Bill Pronzini


The Other Side Of Silence

© 2008

For Marcia

If we had a keen vision and feeling of all ordinary human life, it would be like hearing the grass grow and the squirrel’s heart beat, and we should die of that roar which lies on the other side of silence.

– George Eliot


PART I. DEATH VALLEY

ONE

WHEN GEENA FINALLY LEFT him and filed for divorce, Fallon put the Encino house up for sale and took his last two weeks of vacation from Unidyne. Then he loaded the Jeep Liberty and drove straight to Death Valley.

Will Rodriguez was the only person he told where he was going. There was nobody else to tell, really. He had no close friends except for Will, and theirs was mostly a work-related friendship; and Timmy was three years gone now and his folks both dead, too. Geena could have guessed, of course. She knew him that well, though not nearly well enough to understand his reasons. She’d think the same thing she always did when he went to the desert. And she’d be wrong.

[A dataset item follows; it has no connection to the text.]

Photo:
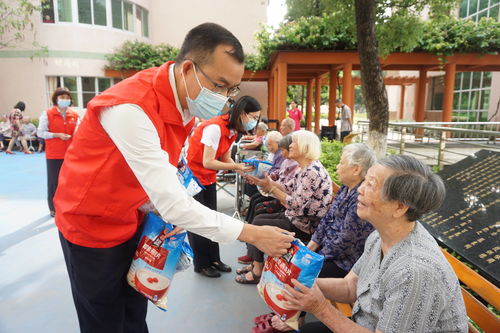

October was one of the Valley’s best months. All months in the Monument were good, even July and August when the midday temperatures sometimes exceeded 120 degrees and Death Valley justified its Paiute Indian name, Tomesha-ground afire. If a sere desert climate held no terrors for you, if you respected it and accepted it on its terms, the attractions far outweighed the drawbacks.

Still, he’d always been partial to October, the early part of the month, so in that sense Geena’s timing couldn’t have been better. The beginning of the tourist season was still a month away, daytime temperatures seldom reached 100 degrees, and the constantly changing light show created by sun and wind and clouds was at its most spectacular.